De même, le nombre croissant de fondations et de parcs dédiés à la sculpture pourrait redonner de la visibilité à des mouvements comme le Land Art. Déjà Larry Gagosian s’intéresse de près au travail de deux artistes intimement liés à ce mouvement, Michael HEIZER et Walter DE MARIA. En salles des ventes, ce sont surtout les dessins préparatoires et les estampes qui circulent, car le Land Art se prête mal aux échanges. De temps à autres, une belle pièce peut toutefois être mise en vente; ce fut le cas cette année de Double Nonsite, California and Nevada (1968-1969) de Robert Smithson. En 1998, cette installation avait été adjugée 266.500$, mais sa valeur dépasse à présent 1,8m$.

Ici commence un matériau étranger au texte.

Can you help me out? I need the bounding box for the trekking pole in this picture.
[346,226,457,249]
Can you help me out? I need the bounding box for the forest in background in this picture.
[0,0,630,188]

Adam Sheffer, président de l’Art Dealers Association of America, confiait en 2017 à The Art Newspaper “Les collectionneurs et les marchands cherchent des travaux qui présentent un mérite artistique historique et qui n’ont pas encore atteint leur plein potentiel sur le marché”. Ce phénomène s’est encore accentué au cours des deux dernières années et la concurrence s’est notamment durcie entre les galeries pour représenter des artistes de l’Après-Guerre :

  • Hauser & Wirth : Günther Förg, Eva Hesse
  • Gagosian : Simon Hantaï, Tom Wesselmann, Franz West
  • David Zwirner : Diane Arbus, Joan Mitchell
  • Perrotin : Georges Mathieu

 

James Turrell - Afrum (from: First Light) (1989) – Ed. 30

James Turrell – Afrum (from: First Light) (1989) – Ed. 30
12.000$ – 2 juin 2018 – Lempertz

Frénésie asiatique et constance européenne

Avec 232m$ cumulés en douze mois, Zao Wou-Ki surpasse tous les grands noms de l’Après-Guerre, même la superstar américaine Andy Warhol. Le peintre franco-chinois termine 3ème dans le classement Artprice 2019, derrière Picasso et Monet. La force de son marché repose d’abord sur la très bonne santé de Hong Kong, qui tient 76% de son chiffre d’affaires. Tout en gardant des attaches fortes avec la France (9%), son marché s’étend désormais à la Chine continentale (8%) ainsi qu’à Taipei (6%), tandis que Londres et New York représentent moins d’1% de son marché.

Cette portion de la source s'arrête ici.